Sportello linguistico del comune di Viu' (TO)
 
Francoprovenzale? Ma che razza di nome è?
 
 
Il francoprovenzale fa parte, accanto al francese e al provenzale (i dialetti occitanici della Francia meridiane), delle lingue galloromanze; in base alle sue caratteristiche fonetiche, che echeggiano sotto molti aspetti il francese antico, oggi viene definito (Pierre Bec 1971) quale area marginale e conservatrice del galloromanzo francese, seppur, (come fanno notare Gaston Tuaillon prima -1972- e Heinrich Schmid poi -1988)con innovazioni proprie assenti nel francese.
Ma per quale ragione questa lingua è chiamata “francoprovenzale”? Deve il suo nome al suo scopritore Graziadio Isaia Ascoli (G. I. Ascoli, “Schizzi franco-provenzali”) ed è costituito dall’insieme dei dialetti galloromanzi parlati nei distretti francesi disposti a raggiera intorno a Lione, nella Savoia e nella Svizzera francese.

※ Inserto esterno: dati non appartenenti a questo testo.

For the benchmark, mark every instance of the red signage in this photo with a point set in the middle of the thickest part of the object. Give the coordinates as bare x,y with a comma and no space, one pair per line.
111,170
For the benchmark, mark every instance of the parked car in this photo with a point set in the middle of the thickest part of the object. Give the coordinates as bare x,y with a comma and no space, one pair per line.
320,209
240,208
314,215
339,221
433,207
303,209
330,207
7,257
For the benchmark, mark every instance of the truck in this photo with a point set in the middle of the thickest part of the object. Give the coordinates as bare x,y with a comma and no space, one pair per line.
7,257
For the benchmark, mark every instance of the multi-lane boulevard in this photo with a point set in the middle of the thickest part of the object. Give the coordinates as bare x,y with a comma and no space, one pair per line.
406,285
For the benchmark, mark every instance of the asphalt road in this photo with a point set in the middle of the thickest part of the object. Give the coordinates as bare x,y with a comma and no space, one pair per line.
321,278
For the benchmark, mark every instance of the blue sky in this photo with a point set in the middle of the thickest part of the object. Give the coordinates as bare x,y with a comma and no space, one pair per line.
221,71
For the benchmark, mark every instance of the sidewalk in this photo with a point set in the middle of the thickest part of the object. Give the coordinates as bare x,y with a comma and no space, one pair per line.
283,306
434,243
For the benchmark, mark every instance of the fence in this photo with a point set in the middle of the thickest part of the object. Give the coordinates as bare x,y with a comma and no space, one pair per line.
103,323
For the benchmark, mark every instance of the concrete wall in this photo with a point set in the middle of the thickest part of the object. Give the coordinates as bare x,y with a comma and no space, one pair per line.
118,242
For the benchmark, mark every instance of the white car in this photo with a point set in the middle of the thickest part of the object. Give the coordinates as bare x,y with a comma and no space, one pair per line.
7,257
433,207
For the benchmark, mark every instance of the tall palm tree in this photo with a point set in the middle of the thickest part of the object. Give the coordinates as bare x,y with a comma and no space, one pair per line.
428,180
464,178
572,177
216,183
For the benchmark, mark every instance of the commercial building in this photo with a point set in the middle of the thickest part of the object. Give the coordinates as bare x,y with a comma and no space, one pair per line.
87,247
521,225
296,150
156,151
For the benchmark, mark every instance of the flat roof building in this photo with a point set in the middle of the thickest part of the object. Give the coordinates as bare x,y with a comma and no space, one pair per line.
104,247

Al di qua delle Alpi l’insieme dei patois parlati nella media e bassa Val di Susa, in Val Sangone, Val Cenischia, nelle tre Valli di Lanzo (Val di Viù, Val Grande e Val d’Ala), in Val d’Orco, Val Soana e nelle Valli d’Aosta (ad esclusione della media e alta Valle del Lys che è di parlata alemannica).
Dalle ricerche svolte dall’Università di Torino, si può calcolare sopra a 100.000 il totale dei parlanti patois francoprovenzali nell’intera area (all’incirca la metà della popolazione), ma occorre ricordare che nella bassa valle di Susa e in parte nelle nostre valli di Lanzo, così come nella val Orco (specie in bassa valle) tali parlate si trovano in uno stadio avanzato di piemontesizzazione.

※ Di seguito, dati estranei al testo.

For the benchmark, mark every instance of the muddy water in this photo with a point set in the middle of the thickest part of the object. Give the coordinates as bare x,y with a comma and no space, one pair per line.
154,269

In ogni caso, anche in queste valli è riscontrabile un plurilinguismo diffuso, con parlata locale, piemontese, italiano e francese ( in Valle d’Aosta), per lo più utilizzato in modo funzionalmente differenziato.
Nella provincia di Torino, a differenza della Valle d’Aosta, sono riconoscibili due diversi repertori linguistici: a livello alto si trova l’italiano a livello basso i patois francoprovenzali e il dialetto piemontese. Per quanto riguarda il piemontese, in queste valli, il suo uso è bilinguisticamente alternativo all’uso del patois.
E’ importante rilevare, per quanto riguarda i patois francoprovenzali, l’assenza totale di qualsiasi forma di koinè o di standardizzazione, nonché di riferimento ad una lingua tetto. Avviene così che le parlate locali assumono ormai una funzione di sudditanza diglossica rispetto all’italiano, oggi sola e incontrastata lingua di cultura e di comunicazione, anche intervalliva, di quest’area.